# Intersection of Subsemigroups

## Theorem

Let $\left({S, \circ}\right)$ be a semigroup.

Let $\left({T_1, \circ}\right)$ and $\left({T_2, \circ}\right)$ be subsemigroups of $\left({S, \circ}\right)$.

Then the intersection of $\left({T_1, \circ}\right)$ and $\left({T_2, \circ}\right)$ is itself a subsemigroup of that $\left({S, \circ}\right)$.

If $\left({T, \circ}\right)$ is that intersection of $\left({T_1, \circ}\right)$ and $\left({T_2, \circ}\right)$, it follows that $\left({T, \circ}\right)$ is also a subsemigroup of both $\left({T_1, \circ}\right)$ and $\left({T_2, \circ}\right)$.

### General Result

Let $\mathbb S$ be a set of subsemigroups of $\left({S, \circ}\right)$, where $\mathbb S \ne \varnothing$.

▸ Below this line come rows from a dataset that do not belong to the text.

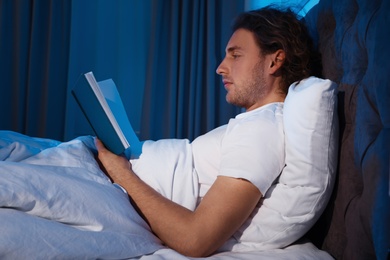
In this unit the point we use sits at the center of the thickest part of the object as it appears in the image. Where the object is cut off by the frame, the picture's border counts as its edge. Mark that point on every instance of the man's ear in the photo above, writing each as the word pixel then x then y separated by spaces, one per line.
pixel 277 60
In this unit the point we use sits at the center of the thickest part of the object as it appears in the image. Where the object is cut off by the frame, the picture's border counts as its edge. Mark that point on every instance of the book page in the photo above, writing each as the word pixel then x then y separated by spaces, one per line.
pixel 114 101
pixel 102 100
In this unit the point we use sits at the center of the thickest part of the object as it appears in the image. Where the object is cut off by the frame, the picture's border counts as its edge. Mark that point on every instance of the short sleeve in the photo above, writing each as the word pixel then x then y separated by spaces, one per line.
pixel 253 147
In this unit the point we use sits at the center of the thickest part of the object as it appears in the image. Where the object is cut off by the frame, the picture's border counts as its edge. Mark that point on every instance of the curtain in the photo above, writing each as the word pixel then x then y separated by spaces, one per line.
pixel 184 97
pixel 162 56
pixel 34 49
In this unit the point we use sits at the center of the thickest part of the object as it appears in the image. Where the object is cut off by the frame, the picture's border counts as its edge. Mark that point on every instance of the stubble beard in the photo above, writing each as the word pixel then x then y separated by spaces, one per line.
pixel 250 91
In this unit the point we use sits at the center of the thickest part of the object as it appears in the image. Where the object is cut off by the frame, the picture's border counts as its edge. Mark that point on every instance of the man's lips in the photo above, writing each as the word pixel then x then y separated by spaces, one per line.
pixel 226 83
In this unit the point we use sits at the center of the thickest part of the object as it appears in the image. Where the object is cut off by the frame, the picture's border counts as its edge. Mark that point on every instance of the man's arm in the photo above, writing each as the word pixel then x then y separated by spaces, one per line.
pixel 225 207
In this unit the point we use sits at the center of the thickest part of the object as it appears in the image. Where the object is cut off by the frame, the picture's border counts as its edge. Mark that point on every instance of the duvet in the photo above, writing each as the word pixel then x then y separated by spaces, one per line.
pixel 56 203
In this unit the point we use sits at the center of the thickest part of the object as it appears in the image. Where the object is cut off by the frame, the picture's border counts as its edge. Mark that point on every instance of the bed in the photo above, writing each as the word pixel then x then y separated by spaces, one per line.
pixel 56 203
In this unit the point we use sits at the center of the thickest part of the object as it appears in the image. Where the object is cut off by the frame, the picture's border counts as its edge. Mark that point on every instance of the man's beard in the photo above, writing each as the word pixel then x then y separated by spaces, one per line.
pixel 250 91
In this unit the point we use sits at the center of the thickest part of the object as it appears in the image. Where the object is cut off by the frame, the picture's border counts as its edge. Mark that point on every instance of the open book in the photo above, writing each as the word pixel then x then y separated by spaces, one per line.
pixel 104 110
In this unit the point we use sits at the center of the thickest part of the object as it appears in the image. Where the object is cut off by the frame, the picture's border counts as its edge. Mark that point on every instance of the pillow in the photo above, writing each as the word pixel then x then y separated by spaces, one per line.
pixel 294 203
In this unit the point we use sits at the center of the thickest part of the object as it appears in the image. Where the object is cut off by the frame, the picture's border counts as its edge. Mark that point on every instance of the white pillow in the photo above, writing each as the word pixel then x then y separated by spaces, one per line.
pixel 292 205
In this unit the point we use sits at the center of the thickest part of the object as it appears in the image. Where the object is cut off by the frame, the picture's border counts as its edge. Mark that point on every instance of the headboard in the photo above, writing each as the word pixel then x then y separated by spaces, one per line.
pixel 353 37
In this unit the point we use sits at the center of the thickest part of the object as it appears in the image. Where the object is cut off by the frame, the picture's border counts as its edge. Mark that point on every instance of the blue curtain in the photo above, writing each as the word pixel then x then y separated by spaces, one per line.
pixel 34 50
pixel 162 56
pixel 183 96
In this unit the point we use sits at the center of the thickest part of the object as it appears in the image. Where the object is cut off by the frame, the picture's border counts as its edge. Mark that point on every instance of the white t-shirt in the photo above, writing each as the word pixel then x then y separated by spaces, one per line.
pixel 250 146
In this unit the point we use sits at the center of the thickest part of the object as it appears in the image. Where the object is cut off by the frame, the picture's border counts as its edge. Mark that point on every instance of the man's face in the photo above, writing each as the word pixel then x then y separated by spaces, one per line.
pixel 243 71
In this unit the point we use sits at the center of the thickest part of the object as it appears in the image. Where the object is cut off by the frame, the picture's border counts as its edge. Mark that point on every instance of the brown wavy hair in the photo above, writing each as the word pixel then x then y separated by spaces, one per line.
pixel 277 29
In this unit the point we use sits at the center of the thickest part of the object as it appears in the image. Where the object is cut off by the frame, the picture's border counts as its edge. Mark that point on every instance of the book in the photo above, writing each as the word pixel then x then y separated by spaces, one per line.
pixel 104 110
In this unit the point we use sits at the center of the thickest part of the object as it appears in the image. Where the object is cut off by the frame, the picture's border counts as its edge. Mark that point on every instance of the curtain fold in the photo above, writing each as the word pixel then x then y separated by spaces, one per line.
pixel 161 54
pixel 34 60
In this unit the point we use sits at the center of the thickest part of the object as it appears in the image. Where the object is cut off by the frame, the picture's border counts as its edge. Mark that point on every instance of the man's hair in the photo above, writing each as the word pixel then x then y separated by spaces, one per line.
pixel 276 29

Then the intersection $\bigcap \mathbb S$ of the members of $\mathbb S$ is itself a subsemigroup of $\left({S, \circ}\right)$.

Also, $\bigcap \mathbb S$ is the largest subsemigroup of $\left({S, \circ}\right)$ contained in each member of $\mathbb S$.

## Proof

Let $T = T_1 \cap T_2$ where $T_1, T_2$ are subsemigroups of $\left({S, \circ}\right)$. Then:

\(\displaystyle \) | \(\) | \(\displaystyle a, b \in T\) | |||||||||||

\(\displaystyle \) | \(\implies\) | \(\displaystyle a, b \in T_1 \land a, b \in T_2\) | Definition of Set Intersection | ||||||||||

\(\displaystyle \) | \(\implies\) | \(\displaystyle a \circ b \in T_1 \land a \circ b \in T_2\) | Subsemigroups are closed | ||||||||||

\(\displaystyle \) | \(\implies\) | \(\displaystyle a \circ b \in T\) | Definition of Set Intersection |

Thus $\left({T, \circ}\right)$ is closed, and is therefore a semigroup from the Subsemigroup Closure Test.

$\blacksquare$

The other results follow from this and Intersection is Subset.